[Tutor] Testing for punctuation in a string
Anna Ravenscroft
anna at aleax.it
Sun Oct 12 17:35:34 EDT 2003
On Sunday 12 October 2003 06:52 pm, Alan Gauld wrote:
> > If s is my list of fieldnames (s='fld1,fld2,fld-bad'), I'm not sure
Make sure your list of fieldnames has quotes around each item, not just the
beginning and end of the list...
> what to do next. I would probably split the string & test it a character
> at a time, but I am hoping for something better. Thanks,
Ouch. Sounds long and unpleasant.
I like the nifty new sets module (available in 2.3). You can use a list
comprehension (as Alan suggested) but if you have more than one type of "bad"

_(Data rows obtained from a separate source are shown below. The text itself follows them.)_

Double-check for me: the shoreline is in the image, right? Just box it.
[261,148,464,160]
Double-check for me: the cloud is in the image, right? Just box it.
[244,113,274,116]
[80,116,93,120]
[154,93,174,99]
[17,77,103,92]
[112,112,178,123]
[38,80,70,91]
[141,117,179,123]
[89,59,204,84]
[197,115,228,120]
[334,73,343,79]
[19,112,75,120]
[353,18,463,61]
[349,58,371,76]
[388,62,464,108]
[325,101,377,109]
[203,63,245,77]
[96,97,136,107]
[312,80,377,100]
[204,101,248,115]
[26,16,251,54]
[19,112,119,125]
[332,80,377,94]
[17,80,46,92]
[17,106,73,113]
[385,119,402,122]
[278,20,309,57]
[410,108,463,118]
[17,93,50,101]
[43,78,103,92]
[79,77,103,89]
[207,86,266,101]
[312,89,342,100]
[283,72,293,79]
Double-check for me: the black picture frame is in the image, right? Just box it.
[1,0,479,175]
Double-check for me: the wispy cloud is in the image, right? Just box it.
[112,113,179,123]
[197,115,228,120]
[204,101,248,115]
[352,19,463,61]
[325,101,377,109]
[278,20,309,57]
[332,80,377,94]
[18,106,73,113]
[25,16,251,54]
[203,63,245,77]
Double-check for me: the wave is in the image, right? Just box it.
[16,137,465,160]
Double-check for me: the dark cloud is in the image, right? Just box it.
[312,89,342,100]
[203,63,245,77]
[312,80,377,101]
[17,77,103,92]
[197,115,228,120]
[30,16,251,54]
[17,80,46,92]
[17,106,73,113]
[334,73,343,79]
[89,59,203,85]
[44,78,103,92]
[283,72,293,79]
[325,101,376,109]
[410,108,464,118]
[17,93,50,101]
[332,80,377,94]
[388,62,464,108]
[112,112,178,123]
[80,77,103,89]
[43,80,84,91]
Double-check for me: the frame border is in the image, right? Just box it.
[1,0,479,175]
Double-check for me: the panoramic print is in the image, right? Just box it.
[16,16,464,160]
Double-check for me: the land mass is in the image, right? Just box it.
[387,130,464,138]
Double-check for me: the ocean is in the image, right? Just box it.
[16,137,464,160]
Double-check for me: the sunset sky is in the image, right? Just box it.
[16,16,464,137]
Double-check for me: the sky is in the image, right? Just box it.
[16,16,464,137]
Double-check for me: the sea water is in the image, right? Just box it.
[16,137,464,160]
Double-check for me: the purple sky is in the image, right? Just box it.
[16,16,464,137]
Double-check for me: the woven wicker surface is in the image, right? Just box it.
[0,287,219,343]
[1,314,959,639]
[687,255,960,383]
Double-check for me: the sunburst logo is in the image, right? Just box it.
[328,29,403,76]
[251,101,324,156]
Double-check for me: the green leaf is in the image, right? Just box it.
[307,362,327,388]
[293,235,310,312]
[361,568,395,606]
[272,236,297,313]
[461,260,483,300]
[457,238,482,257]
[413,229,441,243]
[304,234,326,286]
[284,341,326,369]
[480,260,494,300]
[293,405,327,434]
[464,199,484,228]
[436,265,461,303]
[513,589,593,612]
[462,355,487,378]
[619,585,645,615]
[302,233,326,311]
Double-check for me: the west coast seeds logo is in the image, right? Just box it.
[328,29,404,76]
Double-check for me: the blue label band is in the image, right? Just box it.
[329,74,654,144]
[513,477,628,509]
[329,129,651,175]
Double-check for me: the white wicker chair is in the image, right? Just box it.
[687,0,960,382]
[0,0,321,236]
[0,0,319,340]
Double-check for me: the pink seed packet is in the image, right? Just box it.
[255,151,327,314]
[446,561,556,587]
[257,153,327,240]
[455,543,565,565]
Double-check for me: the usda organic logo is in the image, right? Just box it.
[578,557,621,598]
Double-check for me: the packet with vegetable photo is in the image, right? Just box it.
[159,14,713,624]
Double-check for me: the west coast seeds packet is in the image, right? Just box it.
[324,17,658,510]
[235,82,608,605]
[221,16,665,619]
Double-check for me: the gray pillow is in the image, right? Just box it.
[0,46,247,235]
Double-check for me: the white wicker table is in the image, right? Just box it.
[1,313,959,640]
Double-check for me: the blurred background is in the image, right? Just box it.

punctuation in a particular fieldname, you'll get duplicates. If you use the
new sets module, you can eliminate the duplicates.
>>> import sets
>>> fieldnames=['fld1','fld2','fld-bad', 'fld-ba_d']
>>> bad = ['-'. '_']
>>> badfld = [f for f in fieldnames for b in bad if b in f]
>>> print badfld # will print any duplicates
['fld-bad', 'fld-ba_d', 'fld-ba_d']
>>> setofbad = sets.Set(badfld) # removes the duplicates
>>> print setofbad
Set(['fld-ba_d', 'fld-bad'])
>>>
Hope this gives you some ideas... Have fun.
Anna
--
There is a type 3 error in which your mind goes totally blank whenever you try
to remember which is which of type 1 and type 2.